The result of having such a large city in the south-east corner of England is that the UK property values are strangely lopsided. House builders scramble to build – and, more importantly, sell – in London’s sprawling suburbs. Anywhere with a quick and direct railway line into London has already been stuffed full of commuter estates. Increasingly, even towns and villages well into ‘middle England’ are being subjected to the same invasion of city-based families. The resulting property market has reshaped entire communities.
The jury is out on whether this state of affairs will continue. Within London, plenty of new businesses are already shifting from the more desirable areas, in search of lower rents. Ambitious first-time buyers are choosing locations based on speculations of where new railway stations may eventually be built, in the hope of huge dividends when prices rise. For property owners who are lucky, new investments in their neighbourhoods mean big cash windfalls. For people in central London without high incomes, rising rents are making entire boroughs unaffordable and causing communities to disappear.
Maggie Thatcher’s Farm
As well as an interesting geography, the United Kingdom has a pretty colourful history. Over the last fifty or sixty years, the country has gone through a series of political revolutions that have shaken up the property market profoundly. Postwar town planners decreed half a century ago that the population should be more ‘evenly distributed’, leading to crazy policies including a government directive stopping Birmingham from expanding (businesses were not even allowed to open new facilities, leading to huge economic damage). With much of England, Wales and Scotland still content to leave the high life to London, property prices stayed low and investment in property was scarce.

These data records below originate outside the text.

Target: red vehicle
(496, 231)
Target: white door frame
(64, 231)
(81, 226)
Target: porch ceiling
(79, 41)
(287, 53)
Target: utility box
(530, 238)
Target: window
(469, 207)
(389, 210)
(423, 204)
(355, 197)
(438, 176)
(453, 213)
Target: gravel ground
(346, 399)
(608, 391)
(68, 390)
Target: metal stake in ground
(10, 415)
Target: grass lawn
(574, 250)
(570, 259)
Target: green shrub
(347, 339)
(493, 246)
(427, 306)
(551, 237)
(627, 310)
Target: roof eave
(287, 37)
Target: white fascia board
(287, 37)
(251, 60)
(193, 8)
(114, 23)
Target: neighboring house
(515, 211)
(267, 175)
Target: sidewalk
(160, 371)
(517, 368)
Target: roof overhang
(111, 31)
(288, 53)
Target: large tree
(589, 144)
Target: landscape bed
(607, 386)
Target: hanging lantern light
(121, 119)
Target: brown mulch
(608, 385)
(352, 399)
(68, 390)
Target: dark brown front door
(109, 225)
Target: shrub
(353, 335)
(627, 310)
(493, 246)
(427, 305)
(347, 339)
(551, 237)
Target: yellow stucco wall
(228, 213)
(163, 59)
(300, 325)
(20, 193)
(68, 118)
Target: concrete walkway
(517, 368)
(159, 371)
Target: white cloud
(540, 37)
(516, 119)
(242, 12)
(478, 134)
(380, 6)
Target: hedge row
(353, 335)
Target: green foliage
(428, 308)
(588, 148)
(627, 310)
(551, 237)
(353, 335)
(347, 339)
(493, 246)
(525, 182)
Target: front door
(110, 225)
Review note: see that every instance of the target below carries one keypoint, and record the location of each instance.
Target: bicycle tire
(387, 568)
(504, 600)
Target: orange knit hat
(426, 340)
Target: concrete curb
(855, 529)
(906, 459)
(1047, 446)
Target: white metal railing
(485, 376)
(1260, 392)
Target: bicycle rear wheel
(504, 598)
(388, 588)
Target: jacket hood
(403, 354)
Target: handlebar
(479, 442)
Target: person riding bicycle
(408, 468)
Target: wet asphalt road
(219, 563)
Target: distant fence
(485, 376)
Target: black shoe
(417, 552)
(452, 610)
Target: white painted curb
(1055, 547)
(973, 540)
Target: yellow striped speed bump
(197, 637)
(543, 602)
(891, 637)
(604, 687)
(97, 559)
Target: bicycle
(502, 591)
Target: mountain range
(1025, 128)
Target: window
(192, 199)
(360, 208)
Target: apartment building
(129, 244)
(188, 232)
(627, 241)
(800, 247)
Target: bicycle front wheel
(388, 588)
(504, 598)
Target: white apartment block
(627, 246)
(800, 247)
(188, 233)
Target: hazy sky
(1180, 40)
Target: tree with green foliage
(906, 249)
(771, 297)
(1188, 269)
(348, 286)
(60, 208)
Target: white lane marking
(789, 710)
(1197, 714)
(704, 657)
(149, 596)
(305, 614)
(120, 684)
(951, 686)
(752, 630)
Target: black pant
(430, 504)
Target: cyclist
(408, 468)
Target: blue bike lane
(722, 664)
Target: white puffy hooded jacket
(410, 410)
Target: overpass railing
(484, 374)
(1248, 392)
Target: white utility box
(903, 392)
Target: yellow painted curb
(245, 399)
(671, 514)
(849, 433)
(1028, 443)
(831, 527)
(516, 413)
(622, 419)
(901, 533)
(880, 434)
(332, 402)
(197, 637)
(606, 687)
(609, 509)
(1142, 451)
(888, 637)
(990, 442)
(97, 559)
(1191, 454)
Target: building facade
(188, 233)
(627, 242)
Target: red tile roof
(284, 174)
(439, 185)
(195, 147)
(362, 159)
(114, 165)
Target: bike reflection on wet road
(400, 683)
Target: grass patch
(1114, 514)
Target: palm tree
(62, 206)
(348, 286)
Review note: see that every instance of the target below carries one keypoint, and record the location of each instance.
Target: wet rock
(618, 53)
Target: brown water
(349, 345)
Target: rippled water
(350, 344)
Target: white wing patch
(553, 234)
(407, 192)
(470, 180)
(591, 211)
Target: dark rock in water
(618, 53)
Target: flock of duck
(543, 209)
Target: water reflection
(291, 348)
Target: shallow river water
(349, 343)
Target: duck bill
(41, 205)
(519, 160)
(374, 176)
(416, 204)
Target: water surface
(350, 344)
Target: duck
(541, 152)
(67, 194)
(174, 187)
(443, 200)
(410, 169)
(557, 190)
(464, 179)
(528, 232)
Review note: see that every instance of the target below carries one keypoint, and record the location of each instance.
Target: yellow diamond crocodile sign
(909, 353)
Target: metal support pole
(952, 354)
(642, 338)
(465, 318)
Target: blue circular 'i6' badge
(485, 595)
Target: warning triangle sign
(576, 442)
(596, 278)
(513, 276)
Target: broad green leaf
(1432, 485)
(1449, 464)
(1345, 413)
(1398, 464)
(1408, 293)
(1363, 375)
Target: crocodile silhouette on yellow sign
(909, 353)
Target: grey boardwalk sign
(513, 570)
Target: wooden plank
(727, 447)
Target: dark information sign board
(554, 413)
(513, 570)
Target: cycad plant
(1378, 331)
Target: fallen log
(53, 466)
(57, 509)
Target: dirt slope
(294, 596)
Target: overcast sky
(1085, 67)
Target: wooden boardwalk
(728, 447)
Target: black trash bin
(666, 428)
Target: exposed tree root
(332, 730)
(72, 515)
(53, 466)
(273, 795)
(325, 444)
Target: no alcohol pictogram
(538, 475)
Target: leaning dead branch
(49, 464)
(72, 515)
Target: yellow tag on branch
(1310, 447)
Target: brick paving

After the dramatic shaking-up of Britain’s economy under Margaret Thatcher, this all changed. Suddenly the big cities were booming and city folk, with newly fattened wallets and a hankering for the countryside, bought into towns and villages around the country for second homes or to put down roots and start families. Money poured into rural communities, with good and bad effects. Many hitherto neglected communities had a new lease of life. On the other hand, farming communities and traditional manufacturing industries were famously decimated. Entire communities in parts of the country were gutted, while in other areas quiet towns and villages suddenly became property hotspots.
London Property Market
If the changing shape of today’s London economy is an indication of how the UK property values will change, it may be a sign of good news on the horizon. More and more of the cutting-edge new small businesses being set up are in incredibly mobile, footloose industries – technology companies, specialist services and the information economy are all pretty much free to work where they please. While the allure of central London will persuade some to fork out extra for the capital’s ever-rising rents, plenty of other businesses are already moving out into the country. The government has even promised to make rural broadband a priority, realising that plenty of property buyers would move out into the great British countryside if only they could get a decent phone signal and stream their favourite BBC soaps.
In the end, what do all these UK property values’ madness mean for investors? Only time will tell.